The Beginning of the Beginning of the Economic Recovery


IT HAS been no easy road getting here, and the path ahead looks rocky, but a real recovery seems to be developing for America’s long-suffering workers. This morning, the Bureau of Labour Statistics released new data on American employment, which showed a third consecutive month of robust job growth. Where previous reports contained a hint of weakness here or there, the fundamentals of this report look almost uniformly strong.

Payroll employment rose by 227,000 jobs in February. That marked a third consecutive month with job growth over 200,000, and it capped a 12-month period in which employment jumped by just over 2m—the best performance since January of 2007. Private-sector employment did even better. Private businesses have added over 750,000 jobs in just the last three months and 2.2m in the past year. February’s report may actually be better than it looks. The latest release revised up job gains over the previous two months by 61,000, a common occurrence of late.

Private employment is 2.8m jobs above the level at the end of the recession while government employment is nearly 600,000 jobs less than the level in June of 2009. The drag from government job losses continues, but at a much slower pace than was the case in 2009 through 2011. Through February, just 7,000 public-sector jobs were cut. Local governments actually added 2,000 workers in February.

The survey of household employment was similarly positive. The unemployment rate held fast at 8.3%. That, however, was due to a surge in workers into the labour force, of nearly 500,000, which offset the rise in employment entirely. Over the past few months, however, the household employment numbers have been, if anything, more bullish than the payroll figures, suggesting that the underlying trend toward improvement is very much the real thing. The employment-population ratio rose a tenth of a point to 58.6%, up from a low of 58.2% last summer. And alternative measures of unemployment are also getting better in a hurry.

Firms are adding workers across the economy. Manufacturing employment rose 31,000 in February and is up 227,000 over the last 12 months. Professional and business services continue to add labour at a rapid clip, including new temporary positions which indicate that further hiring may be on the way. The construction sector is still very weak; residential builders took on just 1,700 new workers in February. A better labour market overall, however, will raise housing demand and translate, eventually, into more of a recovery there.

If there is a cloud to this silver lining, it is the reminder that America’s economy remains quite far from where it ought to be. The 8.3% unemployment rate, while down sharply from a year ago, is still well above what economists consider to be the normal level. There are still nearly 13m unemployed Americans, and total employment is still just over 5m jobs short of the pre-crash peak. As strong as recent reports have been, they have yet to match those in the recovery from the recession of the early 1980s, for instance, when monthly job growth routinely topped 300,000.

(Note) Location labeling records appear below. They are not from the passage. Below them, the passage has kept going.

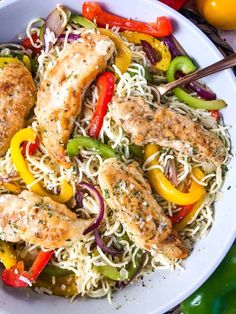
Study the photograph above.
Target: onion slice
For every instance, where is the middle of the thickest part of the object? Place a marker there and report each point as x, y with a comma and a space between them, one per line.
172, 46
103, 246
71, 37
79, 196
55, 22
92, 190
150, 51
177, 50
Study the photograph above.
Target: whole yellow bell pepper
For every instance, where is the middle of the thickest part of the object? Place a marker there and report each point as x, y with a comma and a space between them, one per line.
29, 135
7, 255
123, 59
160, 47
165, 188
7, 60
220, 13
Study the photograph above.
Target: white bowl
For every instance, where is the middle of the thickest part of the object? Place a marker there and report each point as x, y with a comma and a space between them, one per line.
163, 289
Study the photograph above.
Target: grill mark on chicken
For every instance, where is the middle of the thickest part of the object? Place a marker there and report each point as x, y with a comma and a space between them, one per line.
166, 128
61, 92
129, 194
17, 96
39, 220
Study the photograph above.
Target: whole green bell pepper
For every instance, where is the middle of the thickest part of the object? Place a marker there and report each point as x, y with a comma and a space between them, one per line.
186, 66
218, 294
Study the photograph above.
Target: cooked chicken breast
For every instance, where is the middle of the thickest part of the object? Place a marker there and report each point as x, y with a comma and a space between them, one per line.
126, 191
38, 220
166, 128
61, 92
17, 96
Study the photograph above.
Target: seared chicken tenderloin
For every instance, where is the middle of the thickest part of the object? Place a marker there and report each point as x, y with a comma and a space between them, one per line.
61, 92
166, 128
126, 191
17, 96
38, 220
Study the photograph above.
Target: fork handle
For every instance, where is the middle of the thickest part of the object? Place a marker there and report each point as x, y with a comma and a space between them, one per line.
223, 64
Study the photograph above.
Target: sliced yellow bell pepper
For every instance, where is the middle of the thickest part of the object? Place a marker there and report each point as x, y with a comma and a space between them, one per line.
123, 59
29, 135
183, 223
11, 187
165, 188
7, 255
7, 60
160, 47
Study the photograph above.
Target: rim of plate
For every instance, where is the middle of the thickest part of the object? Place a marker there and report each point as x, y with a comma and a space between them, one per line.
220, 254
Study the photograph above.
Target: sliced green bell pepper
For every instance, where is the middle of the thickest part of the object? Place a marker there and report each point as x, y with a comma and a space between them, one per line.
218, 294
64, 286
51, 270
82, 21
114, 274
186, 66
136, 150
74, 146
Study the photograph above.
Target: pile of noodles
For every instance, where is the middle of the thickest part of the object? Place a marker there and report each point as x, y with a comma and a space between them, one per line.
78, 257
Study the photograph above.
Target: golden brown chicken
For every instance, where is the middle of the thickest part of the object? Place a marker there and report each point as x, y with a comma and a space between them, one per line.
61, 92
17, 96
38, 220
127, 192
167, 128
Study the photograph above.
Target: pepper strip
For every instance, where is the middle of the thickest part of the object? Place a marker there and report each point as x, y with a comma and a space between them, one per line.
93, 11
6, 60
123, 59
165, 188
82, 21
17, 277
29, 135
160, 47
7, 255
186, 66
106, 86
184, 222
74, 146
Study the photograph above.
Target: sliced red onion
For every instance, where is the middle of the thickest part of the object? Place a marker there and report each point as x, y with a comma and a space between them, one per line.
92, 190
171, 44
79, 196
55, 21
121, 284
106, 249
71, 37
171, 172
150, 51
202, 90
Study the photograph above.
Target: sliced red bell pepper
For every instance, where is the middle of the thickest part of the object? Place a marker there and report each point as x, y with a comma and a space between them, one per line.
33, 147
106, 86
27, 44
93, 11
175, 4
17, 277
180, 215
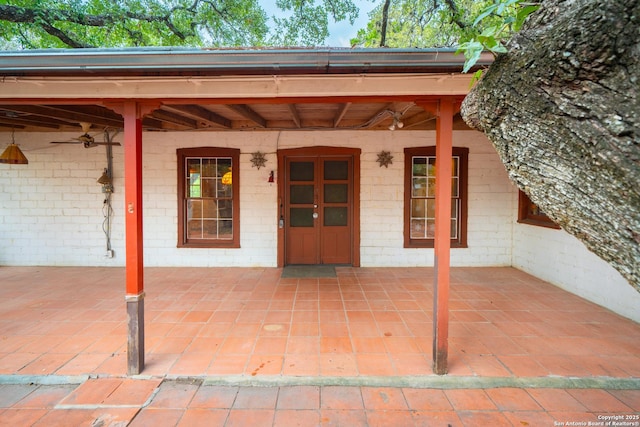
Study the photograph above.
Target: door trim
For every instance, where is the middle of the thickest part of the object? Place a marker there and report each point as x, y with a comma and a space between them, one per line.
322, 151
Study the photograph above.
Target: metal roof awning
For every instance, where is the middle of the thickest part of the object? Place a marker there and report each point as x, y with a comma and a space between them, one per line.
157, 61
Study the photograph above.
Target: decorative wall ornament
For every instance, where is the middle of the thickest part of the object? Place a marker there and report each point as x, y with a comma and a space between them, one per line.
258, 159
385, 159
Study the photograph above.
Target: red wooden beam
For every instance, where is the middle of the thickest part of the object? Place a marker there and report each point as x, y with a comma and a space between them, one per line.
442, 244
133, 197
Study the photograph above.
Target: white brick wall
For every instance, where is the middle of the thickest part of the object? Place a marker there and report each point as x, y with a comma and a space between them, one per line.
559, 258
51, 210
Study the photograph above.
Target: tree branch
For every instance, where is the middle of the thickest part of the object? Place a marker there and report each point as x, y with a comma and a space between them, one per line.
65, 38
385, 19
455, 15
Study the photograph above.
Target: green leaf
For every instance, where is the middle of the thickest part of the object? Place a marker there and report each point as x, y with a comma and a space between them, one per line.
523, 14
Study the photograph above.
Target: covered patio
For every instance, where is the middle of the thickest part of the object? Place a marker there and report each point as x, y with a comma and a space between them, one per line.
362, 326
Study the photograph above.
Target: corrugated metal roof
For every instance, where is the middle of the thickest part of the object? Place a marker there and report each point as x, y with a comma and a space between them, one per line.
155, 61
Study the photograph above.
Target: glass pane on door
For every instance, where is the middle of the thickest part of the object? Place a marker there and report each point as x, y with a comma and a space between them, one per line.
301, 194
301, 217
336, 170
336, 193
301, 171
335, 216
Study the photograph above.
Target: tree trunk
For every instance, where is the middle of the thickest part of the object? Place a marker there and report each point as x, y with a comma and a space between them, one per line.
562, 110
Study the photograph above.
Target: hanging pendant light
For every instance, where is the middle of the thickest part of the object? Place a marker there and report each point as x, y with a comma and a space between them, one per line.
12, 153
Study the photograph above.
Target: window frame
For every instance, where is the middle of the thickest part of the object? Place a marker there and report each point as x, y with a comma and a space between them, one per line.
208, 153
463, 154
526, 217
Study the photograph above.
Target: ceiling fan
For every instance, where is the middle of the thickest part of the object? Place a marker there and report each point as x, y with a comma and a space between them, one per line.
85, 139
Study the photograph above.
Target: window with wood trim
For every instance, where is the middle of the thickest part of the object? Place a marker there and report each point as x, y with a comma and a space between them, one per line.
208, 197
420, 201
530, 213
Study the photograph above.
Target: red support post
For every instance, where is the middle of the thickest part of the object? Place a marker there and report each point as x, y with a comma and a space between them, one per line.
133, 225
133, 198
442, 244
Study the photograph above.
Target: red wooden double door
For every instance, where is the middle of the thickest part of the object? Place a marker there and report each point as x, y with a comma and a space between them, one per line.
318, 208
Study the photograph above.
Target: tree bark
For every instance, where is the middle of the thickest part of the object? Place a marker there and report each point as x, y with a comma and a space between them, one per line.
562, 110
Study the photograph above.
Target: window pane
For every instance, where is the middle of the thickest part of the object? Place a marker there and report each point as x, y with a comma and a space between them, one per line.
209, 229
225, 229
335, 216
431, 208
209, 168
194, 229
336, 170
225, 209
336, 193
418, 229
301, 194
418, 208
224, 187
431, 192
432, 166
454, 187
209, 209
301, 217
419, 166
208, 187
431, 228
223, 166
194, 209
419, 187
301, 171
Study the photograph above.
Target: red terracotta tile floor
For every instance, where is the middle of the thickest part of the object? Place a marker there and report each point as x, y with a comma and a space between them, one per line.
194, 403
521, 351
250, 321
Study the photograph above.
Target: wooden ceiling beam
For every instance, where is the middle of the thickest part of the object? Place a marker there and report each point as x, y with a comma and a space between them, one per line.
23, 122
168, 117
246, 112
68, 115
343, 110
295, 115
199, 113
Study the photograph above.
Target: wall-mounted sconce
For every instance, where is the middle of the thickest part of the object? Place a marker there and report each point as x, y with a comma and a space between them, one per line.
385, 158
105, 180
258, 159
397, 123
12, 154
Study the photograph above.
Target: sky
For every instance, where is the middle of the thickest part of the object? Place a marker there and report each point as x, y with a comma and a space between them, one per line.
339, 33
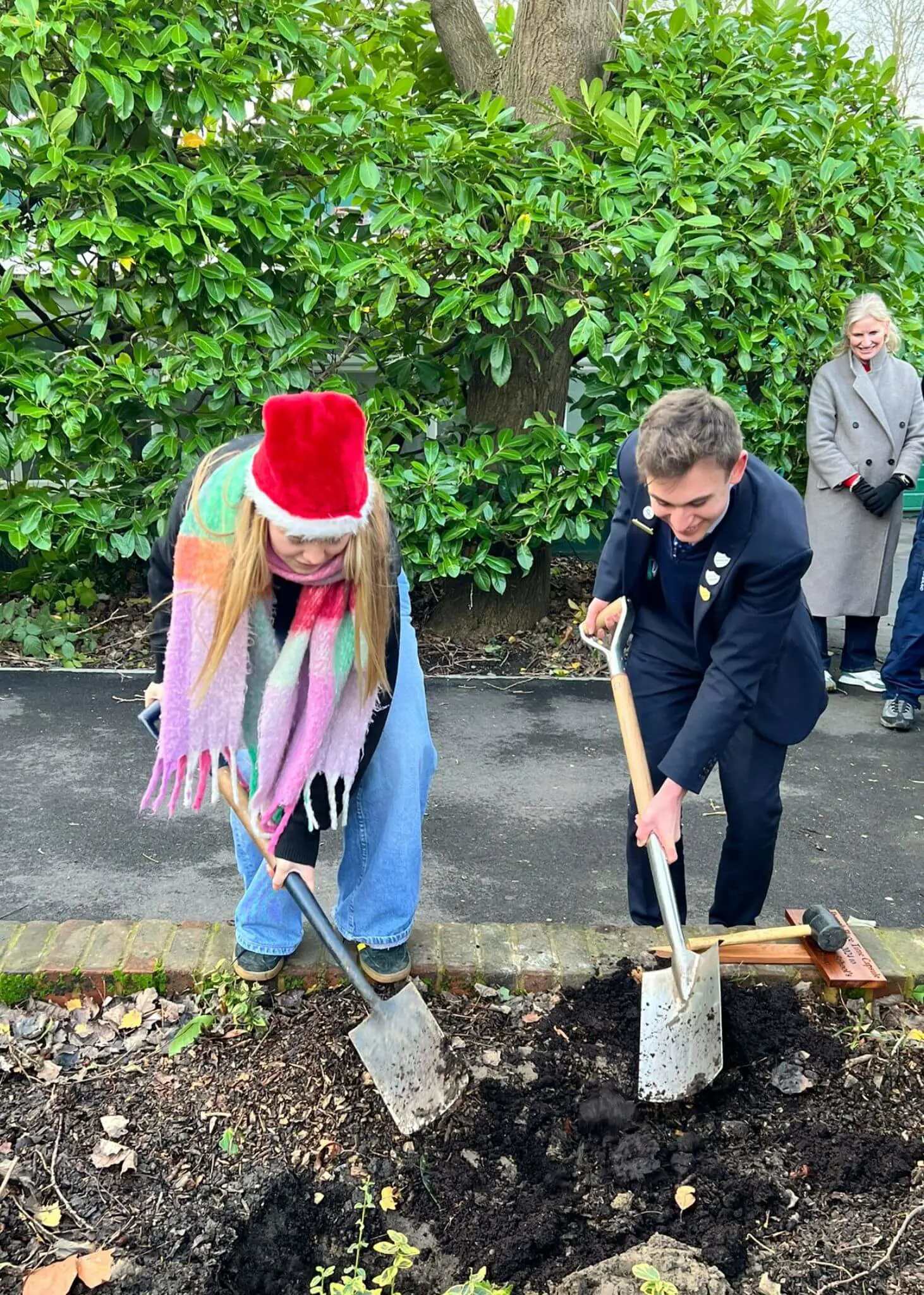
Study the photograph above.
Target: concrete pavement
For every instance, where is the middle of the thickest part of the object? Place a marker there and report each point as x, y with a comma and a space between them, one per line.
526, 820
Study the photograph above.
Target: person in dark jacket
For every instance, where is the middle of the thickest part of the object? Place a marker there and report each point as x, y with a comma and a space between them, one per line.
283, 645
711, 547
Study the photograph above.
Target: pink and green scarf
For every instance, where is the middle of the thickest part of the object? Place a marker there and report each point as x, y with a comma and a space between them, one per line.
296, 709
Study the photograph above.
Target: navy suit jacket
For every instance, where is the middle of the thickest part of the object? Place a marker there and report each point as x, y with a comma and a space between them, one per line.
753, 639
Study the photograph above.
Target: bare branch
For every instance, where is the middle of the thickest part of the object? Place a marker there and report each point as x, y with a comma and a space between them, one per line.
468, 47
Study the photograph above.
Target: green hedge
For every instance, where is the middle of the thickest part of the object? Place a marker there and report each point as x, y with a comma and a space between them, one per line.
170, 178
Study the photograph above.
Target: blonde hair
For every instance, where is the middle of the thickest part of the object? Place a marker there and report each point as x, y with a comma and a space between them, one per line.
868, 305
367, 567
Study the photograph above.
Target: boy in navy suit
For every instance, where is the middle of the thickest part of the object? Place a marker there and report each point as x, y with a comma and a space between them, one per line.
711, 547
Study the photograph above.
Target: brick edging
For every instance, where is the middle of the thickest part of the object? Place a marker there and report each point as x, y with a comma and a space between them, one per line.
116, 956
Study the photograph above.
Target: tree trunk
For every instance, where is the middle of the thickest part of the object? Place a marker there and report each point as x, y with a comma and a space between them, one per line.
469, 613
556, 43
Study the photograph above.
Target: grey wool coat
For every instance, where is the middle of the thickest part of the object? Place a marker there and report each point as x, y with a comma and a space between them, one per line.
862, 422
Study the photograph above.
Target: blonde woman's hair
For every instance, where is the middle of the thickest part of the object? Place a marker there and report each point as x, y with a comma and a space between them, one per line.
367, 567
874, 306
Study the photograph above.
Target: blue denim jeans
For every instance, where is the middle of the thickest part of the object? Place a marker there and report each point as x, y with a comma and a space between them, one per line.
379, 875
903, 667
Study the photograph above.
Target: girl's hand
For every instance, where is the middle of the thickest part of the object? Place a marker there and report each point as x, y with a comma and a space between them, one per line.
280, 869
153, 693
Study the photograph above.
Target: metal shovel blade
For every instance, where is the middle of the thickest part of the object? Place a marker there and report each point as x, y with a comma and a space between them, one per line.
410, 1060
680, 1041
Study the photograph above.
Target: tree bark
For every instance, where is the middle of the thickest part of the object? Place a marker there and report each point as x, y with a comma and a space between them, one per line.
556, 43
468, 47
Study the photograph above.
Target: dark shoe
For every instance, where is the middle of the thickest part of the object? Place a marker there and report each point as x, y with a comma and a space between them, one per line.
899, 715
386, 966
257, 967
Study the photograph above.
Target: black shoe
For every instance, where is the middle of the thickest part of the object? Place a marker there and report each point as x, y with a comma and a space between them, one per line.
386, 966
899, 714
257, 967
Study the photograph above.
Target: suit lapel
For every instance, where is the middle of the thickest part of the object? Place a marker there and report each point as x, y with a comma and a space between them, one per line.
866, 390
640, 539
729, 541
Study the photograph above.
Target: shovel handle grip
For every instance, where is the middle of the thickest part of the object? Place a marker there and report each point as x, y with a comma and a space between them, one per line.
632, 741
300, 892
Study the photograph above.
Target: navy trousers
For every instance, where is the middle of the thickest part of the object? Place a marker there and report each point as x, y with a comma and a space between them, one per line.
750, 772
903, 668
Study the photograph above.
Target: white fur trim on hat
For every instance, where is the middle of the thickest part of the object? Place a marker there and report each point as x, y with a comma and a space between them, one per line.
305, 527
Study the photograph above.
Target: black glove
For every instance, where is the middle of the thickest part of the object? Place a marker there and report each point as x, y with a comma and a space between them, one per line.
865, 493
882, 498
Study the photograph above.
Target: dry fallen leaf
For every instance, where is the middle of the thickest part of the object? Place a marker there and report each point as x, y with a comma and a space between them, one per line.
145, 1000
685, 1197
52, 1280
95, 1270
49, 1217
106, 1154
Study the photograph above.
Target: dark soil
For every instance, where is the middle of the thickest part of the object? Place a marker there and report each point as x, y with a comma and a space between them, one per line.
547, 1166
121, 623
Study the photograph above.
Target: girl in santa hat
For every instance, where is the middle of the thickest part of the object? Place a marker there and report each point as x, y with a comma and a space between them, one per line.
284, 645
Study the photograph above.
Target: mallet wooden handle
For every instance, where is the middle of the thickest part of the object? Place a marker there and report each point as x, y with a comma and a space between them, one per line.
760, 935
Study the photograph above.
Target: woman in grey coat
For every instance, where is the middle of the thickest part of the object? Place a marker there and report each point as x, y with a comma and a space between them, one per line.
865, 438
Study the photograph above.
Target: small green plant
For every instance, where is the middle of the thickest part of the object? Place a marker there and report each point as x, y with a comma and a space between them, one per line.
229, 1143
401, 1255
51, 630
222, 993
227, 995
653, 1282
188, 1034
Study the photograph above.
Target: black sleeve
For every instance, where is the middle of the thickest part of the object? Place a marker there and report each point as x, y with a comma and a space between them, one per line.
609, 579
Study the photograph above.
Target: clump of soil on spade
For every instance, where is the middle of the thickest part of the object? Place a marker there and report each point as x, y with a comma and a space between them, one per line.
547, 1166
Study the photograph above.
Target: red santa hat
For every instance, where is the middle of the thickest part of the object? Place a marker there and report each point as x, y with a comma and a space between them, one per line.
310, 476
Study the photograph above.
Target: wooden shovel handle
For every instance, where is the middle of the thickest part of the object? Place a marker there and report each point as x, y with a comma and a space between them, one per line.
632, 741
240, 807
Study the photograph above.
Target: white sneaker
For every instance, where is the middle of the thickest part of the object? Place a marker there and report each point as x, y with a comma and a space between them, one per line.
870, 680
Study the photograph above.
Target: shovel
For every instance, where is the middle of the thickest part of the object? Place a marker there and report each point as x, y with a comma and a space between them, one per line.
399, 1043
681, 1029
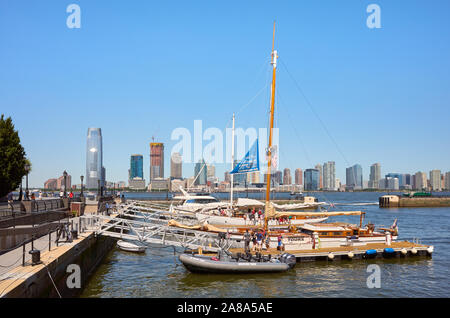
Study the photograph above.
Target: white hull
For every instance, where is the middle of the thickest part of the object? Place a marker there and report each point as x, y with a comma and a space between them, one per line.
130, 247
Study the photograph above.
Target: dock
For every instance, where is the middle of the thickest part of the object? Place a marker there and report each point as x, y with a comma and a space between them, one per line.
401, 249
396, 201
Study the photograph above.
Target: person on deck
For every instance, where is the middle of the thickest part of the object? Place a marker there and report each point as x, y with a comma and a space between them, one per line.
259, 238
247, 238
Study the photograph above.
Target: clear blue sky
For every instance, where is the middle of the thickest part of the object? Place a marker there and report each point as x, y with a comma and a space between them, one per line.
139, 69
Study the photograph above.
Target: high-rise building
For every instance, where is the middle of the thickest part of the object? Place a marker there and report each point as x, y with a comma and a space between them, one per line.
136, 166
60, 183
253, 177
156, 160
211, 171
354, 179
278, 177
239, 178
51, 184
176, 166
312, 179
319, 167
375, 176
421, 181
447, 181
298, 176
329, 176
392, 183
287, 179
94, 159
435, 180
201, 173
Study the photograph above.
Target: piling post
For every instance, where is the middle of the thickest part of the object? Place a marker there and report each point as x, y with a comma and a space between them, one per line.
23, 254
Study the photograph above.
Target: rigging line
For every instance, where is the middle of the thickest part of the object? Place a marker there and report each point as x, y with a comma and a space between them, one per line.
301, 142
314, 112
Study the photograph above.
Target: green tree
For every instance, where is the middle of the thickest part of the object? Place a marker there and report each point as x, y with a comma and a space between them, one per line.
12, 157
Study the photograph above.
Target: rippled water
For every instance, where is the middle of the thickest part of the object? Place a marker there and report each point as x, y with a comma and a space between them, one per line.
158, 273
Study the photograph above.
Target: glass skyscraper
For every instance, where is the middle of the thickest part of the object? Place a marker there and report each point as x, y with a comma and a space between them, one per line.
354, 177
202, 178
137, 166
311, 180
94, 159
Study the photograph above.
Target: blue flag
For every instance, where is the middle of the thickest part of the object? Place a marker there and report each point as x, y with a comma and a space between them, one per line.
250, 162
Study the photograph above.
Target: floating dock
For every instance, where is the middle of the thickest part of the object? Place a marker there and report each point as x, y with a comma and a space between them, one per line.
369, 251
395, 201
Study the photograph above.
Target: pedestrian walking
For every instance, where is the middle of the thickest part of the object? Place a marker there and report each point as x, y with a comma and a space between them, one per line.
247, 239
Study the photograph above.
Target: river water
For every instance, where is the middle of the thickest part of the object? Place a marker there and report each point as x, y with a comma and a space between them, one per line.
158, 273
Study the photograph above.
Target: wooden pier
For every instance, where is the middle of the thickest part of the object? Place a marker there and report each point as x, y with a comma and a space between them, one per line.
369, 251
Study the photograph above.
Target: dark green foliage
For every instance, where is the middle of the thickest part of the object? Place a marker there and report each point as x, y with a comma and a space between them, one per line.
12, 157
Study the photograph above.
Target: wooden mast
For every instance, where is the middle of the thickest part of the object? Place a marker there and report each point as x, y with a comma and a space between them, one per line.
272, 106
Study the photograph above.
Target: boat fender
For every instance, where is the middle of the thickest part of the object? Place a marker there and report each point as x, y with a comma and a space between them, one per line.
371, 252
288, 259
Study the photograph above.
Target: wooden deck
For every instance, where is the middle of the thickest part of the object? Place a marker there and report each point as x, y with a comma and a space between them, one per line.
358, 252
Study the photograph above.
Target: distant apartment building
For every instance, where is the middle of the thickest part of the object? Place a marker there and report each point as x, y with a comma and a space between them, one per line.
287, 178
136, 166
253, 177
392, 183
421, 181
354, 178
60, 183
298, 176
156, 160
329, 176
94, 159
319, 167
51, 184
201, 173
375, 176
211, 171
176, 166
435, 180
447, 181
311, 180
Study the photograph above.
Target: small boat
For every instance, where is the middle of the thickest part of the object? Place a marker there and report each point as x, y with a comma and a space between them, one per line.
130, 247
226, 264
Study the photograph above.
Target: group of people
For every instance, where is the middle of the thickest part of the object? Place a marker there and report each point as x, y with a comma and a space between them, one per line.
257, 238
255, 216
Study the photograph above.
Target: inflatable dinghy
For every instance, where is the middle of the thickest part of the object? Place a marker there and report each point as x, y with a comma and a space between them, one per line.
227, 264
130, 247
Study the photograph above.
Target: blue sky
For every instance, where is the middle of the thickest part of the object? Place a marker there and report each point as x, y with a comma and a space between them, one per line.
139, 69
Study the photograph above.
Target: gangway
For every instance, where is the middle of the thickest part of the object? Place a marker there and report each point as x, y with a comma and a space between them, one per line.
152, 230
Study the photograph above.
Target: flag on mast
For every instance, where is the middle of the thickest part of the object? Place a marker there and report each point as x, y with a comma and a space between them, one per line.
250, 162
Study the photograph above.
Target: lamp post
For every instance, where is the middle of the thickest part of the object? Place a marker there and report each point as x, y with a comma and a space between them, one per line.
65, 183
27, 170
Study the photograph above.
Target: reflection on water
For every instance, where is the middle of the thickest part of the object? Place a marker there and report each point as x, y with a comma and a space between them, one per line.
158, 273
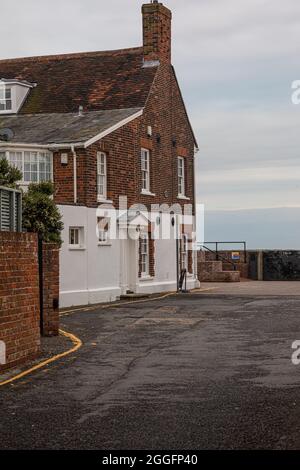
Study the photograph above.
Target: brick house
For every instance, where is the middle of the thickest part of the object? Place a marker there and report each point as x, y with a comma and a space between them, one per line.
105, 125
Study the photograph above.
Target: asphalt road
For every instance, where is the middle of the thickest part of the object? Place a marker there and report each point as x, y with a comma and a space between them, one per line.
201, 371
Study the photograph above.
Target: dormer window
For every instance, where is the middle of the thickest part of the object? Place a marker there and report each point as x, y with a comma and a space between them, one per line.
5, 99
13, 94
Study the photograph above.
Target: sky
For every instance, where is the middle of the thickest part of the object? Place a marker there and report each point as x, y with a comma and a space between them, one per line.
235, 60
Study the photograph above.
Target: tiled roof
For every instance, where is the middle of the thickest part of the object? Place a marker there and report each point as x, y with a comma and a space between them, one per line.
94, 80
48, 129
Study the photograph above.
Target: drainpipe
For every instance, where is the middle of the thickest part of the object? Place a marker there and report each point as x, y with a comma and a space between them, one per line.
75, 173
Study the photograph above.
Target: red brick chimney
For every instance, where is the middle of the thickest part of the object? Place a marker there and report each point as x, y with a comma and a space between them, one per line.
157, 21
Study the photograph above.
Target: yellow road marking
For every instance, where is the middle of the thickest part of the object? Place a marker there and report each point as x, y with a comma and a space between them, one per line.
206, 289
102, 307
77, 345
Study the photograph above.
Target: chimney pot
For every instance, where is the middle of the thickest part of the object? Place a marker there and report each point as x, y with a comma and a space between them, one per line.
157, 20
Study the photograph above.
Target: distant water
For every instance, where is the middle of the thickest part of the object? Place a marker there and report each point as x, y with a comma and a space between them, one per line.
260, 228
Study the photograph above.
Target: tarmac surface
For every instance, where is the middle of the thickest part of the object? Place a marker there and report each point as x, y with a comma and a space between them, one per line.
208, 370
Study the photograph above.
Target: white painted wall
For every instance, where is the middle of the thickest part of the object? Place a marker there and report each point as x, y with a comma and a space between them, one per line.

And while momentum seems to be building, there is no shortage of threats around the world. Europe ever looms, and rising oil prices have households nervous. The biggest danger may be policymaker complacency, however. The Federal Reserve took steady strides toward more economic support in the last few months of 2011 but seems now to be backing away from hints of further accommodation. That would be premature. It was only last spring that the economy last enjoyed a three-month run of 200,000+ employment growth—a streak that quickly fizzled as dear oil, European crisis, Japanese catastrophe, Congressional bickering, and an idle Fed nearly tipped the economy back into recession.

Confidence in the American economy looks as good as it has in years, and is especially striking by comparison with the outlook across most of the world. If the recovery has taught us anything, however, it is to take nothing for granted.